7 Python Net Growth Frameworks for Knowledge Scientists

July 19, 2025
Image.jpeg
Data Science

AI And The Acceleration Of Data Flows From Fund Managers To Buyers

July 19, 2025
Next Post
Prediction20markets id a6e573a9 a192 45cb 9cfb fb6521f4d798 size900.jpg

Prediction Platform Polymarket Buys QCEX Change in $112 Million Deal to Reenter the U.S.

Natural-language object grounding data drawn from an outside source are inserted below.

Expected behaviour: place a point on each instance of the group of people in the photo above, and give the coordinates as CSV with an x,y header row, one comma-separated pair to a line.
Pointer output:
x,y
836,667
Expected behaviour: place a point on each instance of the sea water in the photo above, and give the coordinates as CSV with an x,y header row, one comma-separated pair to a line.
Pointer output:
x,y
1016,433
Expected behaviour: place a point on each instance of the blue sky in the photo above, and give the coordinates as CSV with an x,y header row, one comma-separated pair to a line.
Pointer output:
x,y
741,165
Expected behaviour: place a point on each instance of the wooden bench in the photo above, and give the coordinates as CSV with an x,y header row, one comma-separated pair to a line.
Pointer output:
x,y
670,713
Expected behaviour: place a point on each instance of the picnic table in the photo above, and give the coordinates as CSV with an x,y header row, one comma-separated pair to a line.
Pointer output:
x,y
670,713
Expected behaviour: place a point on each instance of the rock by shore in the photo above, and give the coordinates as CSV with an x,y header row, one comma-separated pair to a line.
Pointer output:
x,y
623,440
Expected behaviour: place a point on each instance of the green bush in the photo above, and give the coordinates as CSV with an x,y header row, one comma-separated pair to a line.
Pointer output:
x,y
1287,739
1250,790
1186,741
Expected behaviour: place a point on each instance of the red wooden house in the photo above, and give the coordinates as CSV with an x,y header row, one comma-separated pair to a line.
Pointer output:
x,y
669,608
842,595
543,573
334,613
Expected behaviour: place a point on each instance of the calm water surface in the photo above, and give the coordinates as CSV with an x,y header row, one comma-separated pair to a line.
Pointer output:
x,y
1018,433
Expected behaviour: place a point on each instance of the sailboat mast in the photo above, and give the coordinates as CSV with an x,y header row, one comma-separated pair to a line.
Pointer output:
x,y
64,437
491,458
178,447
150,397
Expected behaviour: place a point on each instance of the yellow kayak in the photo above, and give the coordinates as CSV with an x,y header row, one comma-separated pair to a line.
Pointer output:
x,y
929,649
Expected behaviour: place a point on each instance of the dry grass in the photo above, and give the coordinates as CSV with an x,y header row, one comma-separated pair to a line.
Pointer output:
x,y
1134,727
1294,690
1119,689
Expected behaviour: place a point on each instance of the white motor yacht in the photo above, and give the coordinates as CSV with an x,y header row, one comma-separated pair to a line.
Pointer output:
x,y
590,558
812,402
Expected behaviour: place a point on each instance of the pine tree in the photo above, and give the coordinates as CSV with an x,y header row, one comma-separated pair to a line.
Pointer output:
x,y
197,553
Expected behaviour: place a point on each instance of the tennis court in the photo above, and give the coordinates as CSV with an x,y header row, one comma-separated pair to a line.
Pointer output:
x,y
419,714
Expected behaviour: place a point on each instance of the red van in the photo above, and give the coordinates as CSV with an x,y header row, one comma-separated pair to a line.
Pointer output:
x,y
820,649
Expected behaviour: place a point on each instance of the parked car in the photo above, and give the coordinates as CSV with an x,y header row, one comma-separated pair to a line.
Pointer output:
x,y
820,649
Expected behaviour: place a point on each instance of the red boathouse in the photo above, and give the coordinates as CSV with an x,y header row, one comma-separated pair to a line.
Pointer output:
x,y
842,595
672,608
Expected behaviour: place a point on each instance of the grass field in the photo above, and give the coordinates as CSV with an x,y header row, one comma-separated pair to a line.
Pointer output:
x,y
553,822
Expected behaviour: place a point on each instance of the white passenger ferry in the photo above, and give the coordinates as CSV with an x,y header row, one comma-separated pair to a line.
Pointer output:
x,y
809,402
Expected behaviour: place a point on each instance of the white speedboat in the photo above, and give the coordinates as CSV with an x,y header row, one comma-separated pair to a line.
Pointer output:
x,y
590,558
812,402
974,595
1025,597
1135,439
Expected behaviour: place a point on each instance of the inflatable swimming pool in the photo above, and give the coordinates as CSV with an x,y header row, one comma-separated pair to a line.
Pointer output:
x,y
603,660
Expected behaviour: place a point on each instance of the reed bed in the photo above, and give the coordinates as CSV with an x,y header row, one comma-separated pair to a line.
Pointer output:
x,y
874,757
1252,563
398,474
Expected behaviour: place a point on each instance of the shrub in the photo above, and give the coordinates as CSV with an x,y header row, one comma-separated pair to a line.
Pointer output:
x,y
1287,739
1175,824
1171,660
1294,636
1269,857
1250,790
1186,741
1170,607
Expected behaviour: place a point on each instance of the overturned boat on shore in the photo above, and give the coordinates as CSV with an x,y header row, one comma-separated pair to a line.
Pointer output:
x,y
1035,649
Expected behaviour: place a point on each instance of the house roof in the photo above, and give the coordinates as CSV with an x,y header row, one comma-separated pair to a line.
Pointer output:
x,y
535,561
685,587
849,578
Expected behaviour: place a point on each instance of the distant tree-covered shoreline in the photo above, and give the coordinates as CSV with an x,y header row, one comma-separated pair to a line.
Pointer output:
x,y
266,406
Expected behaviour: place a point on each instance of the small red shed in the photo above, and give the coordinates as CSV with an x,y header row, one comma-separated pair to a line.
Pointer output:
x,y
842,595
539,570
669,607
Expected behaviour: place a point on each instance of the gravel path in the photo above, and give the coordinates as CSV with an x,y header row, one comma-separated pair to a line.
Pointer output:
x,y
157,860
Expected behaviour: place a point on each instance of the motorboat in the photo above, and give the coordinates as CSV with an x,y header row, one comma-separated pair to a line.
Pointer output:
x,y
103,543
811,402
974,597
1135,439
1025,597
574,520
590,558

Leave a Reply Cancel reply

Your email address will not be published. Required fields are marked *

POPULAR NEWS

0 3.png

College endowments be a part of crypto rush, boosting meme cash like Meme Index

February 10, 2025
Gemini 2.0 Fash Vs Gpt 4o.webp.webp

Gemini 2.0 Flash vs GPT 4o: Which is Higher?

January 19, 2025
1da3lz S3h Cujupuolbtvw.png

Scaling Statistics: Incremental Customary Deviation in SQL with dbt | by Yuval Gorchover | Jan, 2025

January 2, 2025
0khns0 Djocjfzxyr.jpeg

Constructing Data Graphs with LLM Graph Transformer | by Tomaz Bratanic | Nov, 2024

November 5, 2024
How To Maintain Data Quality In The Supply Chain Feature.jpg

Find out how to Preserve Knowledge High quality within the Provide Chain

September 8, 2024

EDITOR'S PICK

July week 5 crypto outlook btc eth sol on the radar.webp.webp

BTC, ETH, & SOL on the Radar

July 27, 2024
Caption Transformer.jpg

Picture Captioning, Transformer Mode On

March 9, 2025
Drivenets logo 2 1 0625.png

Re-Engineering Ethernet for AI Cloth

July 14, 2025
1bmlekg4e8dwnwmfqpry4ag.jpeg

Subject Modelling in Enterprise Intelligence: FASTopic and BERTopic in Code | by Petr Korab | Jan, 2025

January 23, 2025

About Us

Welcome to News AI World, your go-to source for the latest in artificial intelligence news and developments. Our mission is to deliver comprehensive and insightful coverage of the rapidly evolving AI landscape, keeping you informed about breakthroughs, trends, and the transformative impact of AI technologies across industries.

Categories

  • Artificial Intelligence
  • ChatGPT
  • Crypto Coins
  • Data Science
  • Machine Learning

Recent Posts

  • How To Considerably Improve LLMs by Leveraging Context Engineering
  • From Immediate to Coverage: Constructing Moral GenAI Chatbots for Enterprises
  • Prediction Platform Polymarket Buys QCEX Change in $112 Million Deal to Reenter the U.S.
  • Home
  • About Us
  • Contact Us
  • Disclaimer
  • Privacy Policy

© 2024 Newsaiworld.com. All rights reserved.

No Result
View All Result
  • Home
  • Artificial Intelligence
  • ChatGPT
  • Data Science
  • Machine Learning
  • Crypto Coins
  • Contact Us

© 2024 Newsaiworld.com. All rights reserved.

Are you sure want to unlock this post?
Unlock left : 0
Are you sure want to cancel subscription?